BEIRUT: Lebanon’s interior minister Bassam Mawlawi said all measures were being taken to maintain the safety of Beirut’s Rafic Hariri airport in a televised address on Thursday.
He emphasized that security and military agencies were doing their part to maintain security of the country.
Mawlawi said Lebanon was seeking to increase the number of displaced people shelters in Beirut.
“Unity is the way to maintain Lebanon’s security, there is no place for strife among the Lebanese,” he said.
Israel has refused to rule out strikes on Beirut’s civilian airport and its access roads, even as thousands of people continue to flee the country by air and road every day.
United Nations officials warned Wednesday that Lebanon was staring down a “catastrophic” humanitarian crisis as the number of internally displaced people hit 600,000 and Israel presses its offensive against Hezbollah militants.
Hezbollah said its fighters were locked in clashes with Israeli troops in southern Lebanon, using rocket-propelled weapons to repel Israeli attempts to breach the border.
“Lebanon finds itself facing a conflict and a humanitarian crisis of catastrophic proportions,” Jeanine Hennis-Plasschaert, the UN Special Coordinator for Lebanon, told a briefing.
Israel has intensified air strikes on Hezbollah strongholds in Lebanon since September 23, leaving more than 1,190 people dead and forcing more than a million to flee, according to an AFP tally of official figures.

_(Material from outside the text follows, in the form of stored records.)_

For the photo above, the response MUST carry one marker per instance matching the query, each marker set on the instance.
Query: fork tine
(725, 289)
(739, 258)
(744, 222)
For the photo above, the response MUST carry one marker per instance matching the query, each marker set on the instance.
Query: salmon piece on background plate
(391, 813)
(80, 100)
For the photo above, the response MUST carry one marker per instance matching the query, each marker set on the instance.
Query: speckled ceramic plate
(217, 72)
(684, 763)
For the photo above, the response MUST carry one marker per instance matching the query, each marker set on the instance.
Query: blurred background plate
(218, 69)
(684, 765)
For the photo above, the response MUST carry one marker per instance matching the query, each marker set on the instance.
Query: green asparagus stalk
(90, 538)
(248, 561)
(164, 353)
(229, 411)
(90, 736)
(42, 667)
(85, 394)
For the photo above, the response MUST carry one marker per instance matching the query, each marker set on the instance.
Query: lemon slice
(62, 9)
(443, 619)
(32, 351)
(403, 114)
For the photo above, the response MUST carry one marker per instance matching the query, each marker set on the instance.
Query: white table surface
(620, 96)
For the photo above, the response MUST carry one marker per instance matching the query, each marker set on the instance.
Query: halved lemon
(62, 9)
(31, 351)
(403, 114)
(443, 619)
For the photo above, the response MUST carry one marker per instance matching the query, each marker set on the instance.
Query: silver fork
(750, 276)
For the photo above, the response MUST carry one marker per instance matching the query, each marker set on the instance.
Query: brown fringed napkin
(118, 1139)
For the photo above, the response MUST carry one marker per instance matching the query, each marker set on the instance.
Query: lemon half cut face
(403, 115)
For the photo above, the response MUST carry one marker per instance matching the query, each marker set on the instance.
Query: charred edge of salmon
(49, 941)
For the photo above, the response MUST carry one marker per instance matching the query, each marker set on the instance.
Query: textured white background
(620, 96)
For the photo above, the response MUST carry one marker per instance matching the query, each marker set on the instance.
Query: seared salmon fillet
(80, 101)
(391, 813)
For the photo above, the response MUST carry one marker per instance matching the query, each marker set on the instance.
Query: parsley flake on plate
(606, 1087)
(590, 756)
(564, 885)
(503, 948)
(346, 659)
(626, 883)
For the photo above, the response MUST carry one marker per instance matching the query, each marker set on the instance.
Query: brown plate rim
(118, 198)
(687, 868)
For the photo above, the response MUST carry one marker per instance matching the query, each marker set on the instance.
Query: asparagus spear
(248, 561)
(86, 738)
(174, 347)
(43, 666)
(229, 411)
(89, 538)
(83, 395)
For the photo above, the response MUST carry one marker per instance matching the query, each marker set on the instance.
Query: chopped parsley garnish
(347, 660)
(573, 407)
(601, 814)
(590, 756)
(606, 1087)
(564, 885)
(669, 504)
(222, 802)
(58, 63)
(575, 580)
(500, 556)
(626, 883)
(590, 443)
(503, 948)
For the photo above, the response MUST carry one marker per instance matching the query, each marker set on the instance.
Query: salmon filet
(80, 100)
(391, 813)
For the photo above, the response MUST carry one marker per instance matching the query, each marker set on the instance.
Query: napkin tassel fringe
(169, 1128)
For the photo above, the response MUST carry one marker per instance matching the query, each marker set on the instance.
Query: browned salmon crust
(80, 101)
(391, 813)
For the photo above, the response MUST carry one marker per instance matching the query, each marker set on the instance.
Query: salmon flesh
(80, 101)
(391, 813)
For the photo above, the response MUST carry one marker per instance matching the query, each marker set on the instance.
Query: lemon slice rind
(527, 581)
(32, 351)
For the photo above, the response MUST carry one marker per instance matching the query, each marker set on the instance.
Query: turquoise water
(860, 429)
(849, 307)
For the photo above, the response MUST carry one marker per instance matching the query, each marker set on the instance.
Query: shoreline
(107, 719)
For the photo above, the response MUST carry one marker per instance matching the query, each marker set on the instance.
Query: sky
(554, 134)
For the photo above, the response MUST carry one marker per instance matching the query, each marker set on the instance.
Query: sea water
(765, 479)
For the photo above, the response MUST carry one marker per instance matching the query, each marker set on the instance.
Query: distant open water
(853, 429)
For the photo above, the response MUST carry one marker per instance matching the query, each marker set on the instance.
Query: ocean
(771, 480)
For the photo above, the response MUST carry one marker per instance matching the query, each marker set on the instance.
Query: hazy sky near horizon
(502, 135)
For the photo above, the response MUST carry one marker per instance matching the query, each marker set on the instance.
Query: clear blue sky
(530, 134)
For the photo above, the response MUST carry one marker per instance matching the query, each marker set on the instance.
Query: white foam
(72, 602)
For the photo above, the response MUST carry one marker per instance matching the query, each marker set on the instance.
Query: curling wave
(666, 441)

The UN’s humanitarian coordinator for Lebanon Imran Riza said that Lebanon was facing “one of the deadliest periods” in its recent history, reporting that 600,000 people are internally displaced — over 350,000 of whom are children.
Israel’s ground forces crossed into Lebanon on September 30 in response to Hezbollah rocket and artillery attacks over the past year that have forced tens of thousands of Israelis out of their homes in border areas.